My Aunt Charlotte died today.
She was up and about in her assisted-living apartment, had a chat with her youngest daughter, was a bit winded so took a seat just before or while getting a nebulizer treatment, and when the nurse returned, she was gone.
Just like that, she was gone.
Not “just like that”, really. She’d been in and out of the hospital for the past 6 months, year, and she was in her eighties. Still, I thought I’d see her again.
I saw her at my niece’s wedding this past June, but didn’t get a pic of her; here’s one from 10 years ago, probably at that same niece’s graduation:

She was a funny lady, always crabbing about something but always with good humor. She could dish it out, take it, then dish out some more. Her kids, my three cousins, were terrible with her, which is to say, wonderful. They loved her and she loved them.
I worked for her when I was in high school. She ran a janitorial service, so a few nights a week during the summer I’d head down to her place and we’d (sometimes one of her kids, sometimes my brother) head to some business in Sheboygan—a bank, say, or a law office—and empty trash cans and wash windows and vacuum and clean the bathroom. It didn’t pay much, and she expected good work, but she didn’t didn’t exactly crack the whip with us. Once I went off to college, that was the end of my employment with her, but my brother spent a few years during and after high school cleaning.
Char always had something going on. She worked long after she probably needed to, but she like to get out, liked her independence. She lived in the house where she grew up, one of the oldest ones in Falls, and she was a common sight at the local coffee shops and diners. And she’d always show up to her grandkids’ games and plays and whatnot, griping about the cold or the hard benches—but never about the grandkids. They loved her and she loved them.
I always liked to see her when I was back in Falls. We’d sit down and she’d have a story and pretty soon we were laughing and teasing each other. When I was little I’d sometimes stay over at her house, and I have the vaguest memory of her dog, Schnappsie. Schnappsie was a dachshund, and I liked to sit on her couch with my back slightly out, so that Schnappsie could snuggle in behind me, his head off one hip with his tail off the other.
One more story: her house, as I mentioned, was old, with the requisite gloomy basement.

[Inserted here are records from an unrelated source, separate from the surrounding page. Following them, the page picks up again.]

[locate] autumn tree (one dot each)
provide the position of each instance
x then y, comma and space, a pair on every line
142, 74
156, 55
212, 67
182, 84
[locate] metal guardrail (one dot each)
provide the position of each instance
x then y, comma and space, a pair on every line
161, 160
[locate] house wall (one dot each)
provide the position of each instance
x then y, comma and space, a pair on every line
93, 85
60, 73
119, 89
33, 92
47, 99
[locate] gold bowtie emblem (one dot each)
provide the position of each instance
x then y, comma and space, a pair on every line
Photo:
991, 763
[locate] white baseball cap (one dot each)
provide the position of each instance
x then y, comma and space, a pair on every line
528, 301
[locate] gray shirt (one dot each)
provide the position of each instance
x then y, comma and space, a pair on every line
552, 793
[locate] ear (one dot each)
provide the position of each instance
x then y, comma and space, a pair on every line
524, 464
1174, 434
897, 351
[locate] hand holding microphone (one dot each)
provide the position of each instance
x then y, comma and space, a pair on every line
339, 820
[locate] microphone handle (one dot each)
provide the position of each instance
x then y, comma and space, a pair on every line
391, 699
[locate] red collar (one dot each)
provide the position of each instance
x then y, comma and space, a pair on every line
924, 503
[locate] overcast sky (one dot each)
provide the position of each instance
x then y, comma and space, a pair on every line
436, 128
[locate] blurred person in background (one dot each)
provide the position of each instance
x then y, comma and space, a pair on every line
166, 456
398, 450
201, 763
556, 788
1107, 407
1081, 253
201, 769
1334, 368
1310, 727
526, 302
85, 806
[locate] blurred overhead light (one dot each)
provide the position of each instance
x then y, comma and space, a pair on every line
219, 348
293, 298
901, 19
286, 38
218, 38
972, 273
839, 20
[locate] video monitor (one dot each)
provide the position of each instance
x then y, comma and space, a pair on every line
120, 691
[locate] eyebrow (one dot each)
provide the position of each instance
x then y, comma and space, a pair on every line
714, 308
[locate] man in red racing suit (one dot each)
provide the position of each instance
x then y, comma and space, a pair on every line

But one year, at a party of some sort or another, the tornado siren went off, so we all crowded down into it with our plates of cake and sodas, folding chairs spread out next to the caved-in cistern. I don’t know if or where that tornado touched down, but we kept on going.
I feel bad for my cousins, losing their mom, but I feel even worse for my mom. Her oldest (half-) sister, Mickey (née Thelma), died years ago, but the age distance was so great that they didn’t have much of a relationship. Charlotte was next, and then Janet (who is ailing), and then my mom. My mom and Charlotte talked regularly; they were close, they loved each other.
Here’s a shot of all of them with their parents and some cousins:

That’s my Aunt Mickey, on the far left, with her son, Ted, my grandpa behind her. Charlotte’s next to Mickey, with my mom right in front of her and Janet next to my mom; that’s my grandma (who died before I was born) behind Janet, and the cousins, Kay and Violet, on the right.
That was almost 72 years ago.
My mom’s the youngest, as I’m the youngest not just of our immediate family, but of that generation of McCues. There are children and grandchildren and great-grandchildren of these McCues, scattered across the country. I won’t be able to make it back to Wisconsin for the funeral, but many of us will.
Because she was Charlotte, and she was loved.